Words often hide within themselves a secret. When we look for these secrets, the words begin to speak to us at a deeper level of understanding. The word to suffer means to bear or to hold – from below. Suffering is making a burden out of something. Suffering is wishing a fact to be different instead of paying attention to “what is”.  Suffering is to resist, to hold one’s breath, to harden, to be fearful and to worry, but the moment you pay attention, suffering stops and the energies begin to flow.

Most people are very attached to their suffering. We are not taking away one’s right to suffer in discussing the nature of suffering.

One of the primary reasons we suffer is because we forget that at the root of all suffering is the choice to put an end to it. But it is not so simple, is it? In order to really be aware of this choice we need to first discover the difference between pain and suffering. Pain is for every sentient being, but suffering is a choice. Not suffering is not the denial of pain, but it is simply denial of suffering and of creating more suffering to others. It is the understanding that “I have a choice. I am free to breathe. Now, what am I going to do about it?
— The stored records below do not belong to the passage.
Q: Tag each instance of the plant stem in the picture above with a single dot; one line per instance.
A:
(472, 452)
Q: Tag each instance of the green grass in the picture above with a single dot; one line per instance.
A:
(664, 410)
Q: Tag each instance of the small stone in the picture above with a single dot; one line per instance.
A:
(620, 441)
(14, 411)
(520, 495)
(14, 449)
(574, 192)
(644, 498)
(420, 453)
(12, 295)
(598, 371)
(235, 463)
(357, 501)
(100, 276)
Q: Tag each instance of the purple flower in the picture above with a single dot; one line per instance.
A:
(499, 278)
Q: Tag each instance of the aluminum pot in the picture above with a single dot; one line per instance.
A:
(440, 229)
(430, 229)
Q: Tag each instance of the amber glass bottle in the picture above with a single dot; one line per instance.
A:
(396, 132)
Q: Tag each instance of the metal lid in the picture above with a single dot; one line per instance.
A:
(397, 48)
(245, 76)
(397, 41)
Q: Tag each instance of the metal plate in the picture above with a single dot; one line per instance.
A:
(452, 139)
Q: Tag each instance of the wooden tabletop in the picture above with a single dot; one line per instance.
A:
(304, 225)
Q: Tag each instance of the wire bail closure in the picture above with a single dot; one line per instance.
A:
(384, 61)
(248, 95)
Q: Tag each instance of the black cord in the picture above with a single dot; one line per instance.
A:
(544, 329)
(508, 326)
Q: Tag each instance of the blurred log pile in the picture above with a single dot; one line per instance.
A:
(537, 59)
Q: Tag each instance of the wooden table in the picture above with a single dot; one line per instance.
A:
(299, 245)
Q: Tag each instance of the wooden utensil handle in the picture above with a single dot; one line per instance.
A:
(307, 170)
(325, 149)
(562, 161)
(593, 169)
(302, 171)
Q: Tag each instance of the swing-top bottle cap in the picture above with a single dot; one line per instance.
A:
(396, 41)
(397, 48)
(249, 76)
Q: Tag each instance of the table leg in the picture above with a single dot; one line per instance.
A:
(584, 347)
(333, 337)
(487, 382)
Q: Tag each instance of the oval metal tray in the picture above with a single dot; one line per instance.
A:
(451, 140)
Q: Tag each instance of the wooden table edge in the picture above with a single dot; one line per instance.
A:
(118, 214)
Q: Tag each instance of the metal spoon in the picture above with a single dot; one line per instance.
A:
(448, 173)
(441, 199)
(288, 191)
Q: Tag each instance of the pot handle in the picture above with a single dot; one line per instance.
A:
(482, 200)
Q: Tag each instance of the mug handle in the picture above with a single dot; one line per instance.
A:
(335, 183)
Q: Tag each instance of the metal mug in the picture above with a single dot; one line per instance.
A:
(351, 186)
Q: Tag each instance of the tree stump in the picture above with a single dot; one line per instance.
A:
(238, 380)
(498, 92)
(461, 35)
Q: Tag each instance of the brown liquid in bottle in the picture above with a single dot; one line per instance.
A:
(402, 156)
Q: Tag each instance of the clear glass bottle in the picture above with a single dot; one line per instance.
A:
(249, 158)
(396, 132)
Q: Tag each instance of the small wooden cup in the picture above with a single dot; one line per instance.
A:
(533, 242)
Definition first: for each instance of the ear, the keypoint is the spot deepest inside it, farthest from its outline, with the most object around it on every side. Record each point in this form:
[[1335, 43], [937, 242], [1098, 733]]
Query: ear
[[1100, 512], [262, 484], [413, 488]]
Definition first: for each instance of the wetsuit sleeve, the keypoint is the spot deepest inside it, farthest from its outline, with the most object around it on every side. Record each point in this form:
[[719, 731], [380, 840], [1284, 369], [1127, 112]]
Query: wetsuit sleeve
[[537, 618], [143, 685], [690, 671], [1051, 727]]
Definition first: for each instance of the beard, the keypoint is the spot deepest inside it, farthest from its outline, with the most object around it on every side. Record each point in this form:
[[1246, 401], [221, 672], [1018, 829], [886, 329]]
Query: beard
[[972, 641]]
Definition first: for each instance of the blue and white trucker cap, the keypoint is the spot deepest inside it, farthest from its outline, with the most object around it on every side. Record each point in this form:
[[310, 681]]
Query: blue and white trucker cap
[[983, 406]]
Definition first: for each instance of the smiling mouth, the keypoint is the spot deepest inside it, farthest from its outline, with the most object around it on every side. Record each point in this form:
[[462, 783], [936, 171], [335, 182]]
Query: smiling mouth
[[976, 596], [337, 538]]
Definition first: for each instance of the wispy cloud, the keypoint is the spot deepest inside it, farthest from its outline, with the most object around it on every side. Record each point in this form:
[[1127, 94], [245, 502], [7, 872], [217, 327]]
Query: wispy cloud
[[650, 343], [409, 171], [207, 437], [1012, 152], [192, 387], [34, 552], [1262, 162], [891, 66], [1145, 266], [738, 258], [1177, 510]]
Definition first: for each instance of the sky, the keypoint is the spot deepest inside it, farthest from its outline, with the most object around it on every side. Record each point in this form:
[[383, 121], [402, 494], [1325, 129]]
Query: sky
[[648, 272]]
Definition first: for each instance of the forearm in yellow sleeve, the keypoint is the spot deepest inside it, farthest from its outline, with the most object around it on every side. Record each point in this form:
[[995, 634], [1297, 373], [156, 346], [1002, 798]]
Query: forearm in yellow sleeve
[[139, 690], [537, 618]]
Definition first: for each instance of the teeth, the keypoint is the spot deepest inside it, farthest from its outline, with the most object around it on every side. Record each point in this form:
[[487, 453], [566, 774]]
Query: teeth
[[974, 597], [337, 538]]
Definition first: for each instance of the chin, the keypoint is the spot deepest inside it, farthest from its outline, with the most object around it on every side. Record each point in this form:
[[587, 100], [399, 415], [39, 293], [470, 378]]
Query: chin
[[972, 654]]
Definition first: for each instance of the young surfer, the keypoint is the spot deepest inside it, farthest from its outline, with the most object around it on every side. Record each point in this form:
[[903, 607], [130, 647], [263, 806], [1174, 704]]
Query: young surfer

Will I continue to hold on to “my” suffering?” 

Guruji Iyengar said “Yoga teaches us to cure what need not be endured and endure what cannot be cured.”

For creating a sense of consensus in our discussion, we are talking about psychological suffering that is caused through pains (at whatever level of being the pain might be, be it physical pain, mental pain or psychological pain).

Suffering begins when there is a feeling of disconnection and a fragmentation. A void is felt. For some reason, this feeling makes us very uneasy, and instead of looking at it, we look away or distract ourselves. The link between the Human and the Being is lost. We forget hence that we are Human-Beings. We have the human side, but we also have the Being in us, the consciousness. This void, it needs attention. It needs us to look at it as it is, without wanting to change it. This attention is love. We are not talking about personal love or the love of a personality. All that is different from this. The love that is found in attending to something without wanting to change it, is of a very different quality. In such an attention, there is transformation of that which is watching and that which is being watched. So can we look more carefully?

When we understand that at the heart of all pain is a teaching, it obliges us to pay attention to what is happening. The subtle always alters the gross. This is the way of Nature. So can we pay attention to the subtle? Can we dig a bit deeper? Can we hold the question a bit longer, without seeking a conclusion, an answer, because that inevitably tramples the question? Can we breathe a bit slower? Think a bit slower? Can we become free from wanting to find a solution to the human problem? Can we observe without the frontal brain becoming hard and over analyzing? If we can, then the pain becomes the teacher and not a cause for suffering. The birth of attention and the knowledge of the subtle, is the death of suffering. They cannot co-exist.

So why do you suffer? Have you ever asked yourself this question? Ask it now.